State of gamers' hardware
Wednesday, January 5, 2011 | Permalink
As we enter 2011 it's interesting to once again look at what the average gamer has in his system. A continuing trend is the decline of WinXP in favor of primarily Win7, but to some extent also to Vista. This drop has flattened a bit the last couple of months though. The other trend is that all 64-bit OSes gain and all 32-bit drop. As 2010 closes we land on fairly round numbers. Out of four gamers on Steam two use Window 7, and one on Vista and XP respectively. Two run 64-bit. Three has DX10 systems. 9 of 10 has two or more cores.
In conclusion, for any new AAA title beginning development now there appears to be no reason to aim lower than DX10 and dual/quad core. In a year or so when such a title is released the number of people remaining on XP who buys AAA titles will be a tiny fraction. Quad-core will likely outnumber dual-core machines, although there will likely be a substantial portion of the gamers left on dual-core at that time. It's probably a bit early to go 64-bit exclusive, but looking over a two year development cycle it might be a reasonable thing to do.

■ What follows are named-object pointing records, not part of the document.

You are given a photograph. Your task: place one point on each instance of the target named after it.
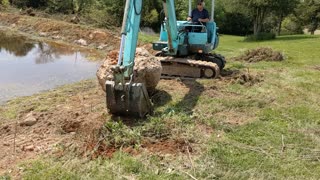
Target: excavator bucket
(131, 100)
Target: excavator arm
(124, 97)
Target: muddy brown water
(27, 68)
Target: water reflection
(27, 68)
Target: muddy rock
(147, 69)
(82, 42)
(28, 148)
(30, 120)
(43, 34)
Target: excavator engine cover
(130, 100)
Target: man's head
(200, 5)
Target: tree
(309, 13)
(282, 9)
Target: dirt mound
(37, 133)
(317, 67)
(260, 54)
(147, 69)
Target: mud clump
(147, 69)
(247, 79)
(260, 54)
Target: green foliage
(292, 25)
(5, 3)
(309, 13)
(30, 3)
(260, 37)
(236, 24)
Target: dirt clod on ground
(260, 54)
(147, 69)
(317, 67)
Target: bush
(260, 37)
(291, 25)
(5, 3)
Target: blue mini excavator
(184, 53)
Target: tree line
(237, 17)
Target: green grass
(269, 130)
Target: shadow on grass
(284, 38)
(296, 37)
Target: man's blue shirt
(196, 14)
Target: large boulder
(147, 69)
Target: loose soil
(147, 69)
(260, 54)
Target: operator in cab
(199, 15)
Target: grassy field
(267, 130)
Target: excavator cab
(124, 97)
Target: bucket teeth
(133, 100)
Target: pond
(27, 67)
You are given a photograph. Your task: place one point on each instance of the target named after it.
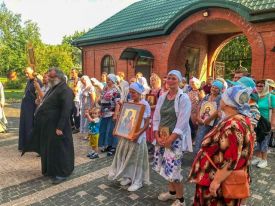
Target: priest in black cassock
(27, 110)
(51, 137)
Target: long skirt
(203, 198)
(131, 161)
(167, 161)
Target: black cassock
(28, 107)
(57, 152)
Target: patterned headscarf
(112, 77)
(87, 81)
(238, 97)
(137, 87)
(196, 81)
(218, 84)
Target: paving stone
(80, 189)
(101, 198)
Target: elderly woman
(109, 100)
(196, 95)
(87, 100)
(155, 83)
(144, 83)
(172, 114)
(98, 89)
(130, 163)
(266, 103)
(3, 120)
(207, 123)
(229, 146)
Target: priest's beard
(54, 81)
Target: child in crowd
(92, 116)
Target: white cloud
(57, 18)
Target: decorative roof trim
(248, 14)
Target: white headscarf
(143, 82)
(238, 97)
(87, 80)
(177, 73)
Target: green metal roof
(149, 18)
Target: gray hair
(59, 74)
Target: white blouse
(183, 112)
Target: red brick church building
(160, 35)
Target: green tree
(235, 54)
(13, 40)
(75, 52)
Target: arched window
(108, 64)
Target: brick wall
(169, 51)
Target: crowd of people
(226, 121)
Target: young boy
(94, 122)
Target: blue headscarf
(137, 87)
(238, 97)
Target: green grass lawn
(12, 95)
(3, 79)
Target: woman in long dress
(3, 120)
(131, 164)
(87, 100)
(172, 113)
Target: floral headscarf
(238, 97)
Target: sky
(57, 18)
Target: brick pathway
(21, 182)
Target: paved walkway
(21, 182)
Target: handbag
(236, 185)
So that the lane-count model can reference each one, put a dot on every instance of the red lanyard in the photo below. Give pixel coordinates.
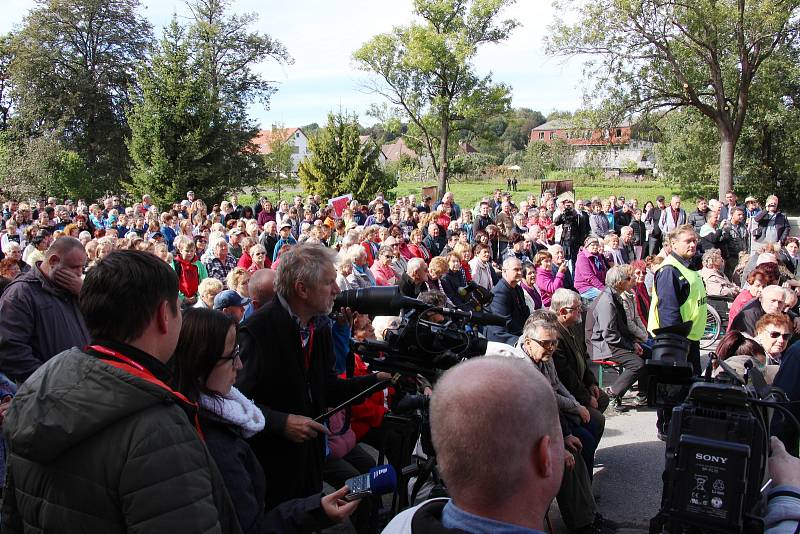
(136, 369)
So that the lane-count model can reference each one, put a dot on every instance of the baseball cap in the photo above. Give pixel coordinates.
(227, 298)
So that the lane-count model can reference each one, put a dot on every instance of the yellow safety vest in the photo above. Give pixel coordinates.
(693, 310)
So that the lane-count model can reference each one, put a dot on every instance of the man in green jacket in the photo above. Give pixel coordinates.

After the huge initial success of Steam on Mac it's been sliding back to a 4-5% range, a fair bit lower than overall Mac market share. This was somewhat expected since Mac has no real history as a serious gaming platform, so it's likely that fewer Mac owners are gamers. Steam on Mac is still new though, so it will be interesting to come back in a year or two and see if any of that has changed.
blah
Wednesday, January 5, 2011
Mac is now a serious gaming platform. The userbase just fails to realize how much Steve Jobs is gaming them for their money.
Gnome
Wednesday, January 5, 2011
Since the survey is monthly it may be that the slide in mac steam share has a lot to do with the slow trickle of releases the platform sees. In all of December there were only 10 game releases on steam for the platform, none of them "major". I think there are many mac gamers but with so few releases it provides a lot less incentive to constantly be on the service. A smaller catalog overall also means less reasons to be on as a player on a regular basis.
The initial boom of being close to 9% is likely pretty accurate to what sales boost a major release could see on steam with a mac release.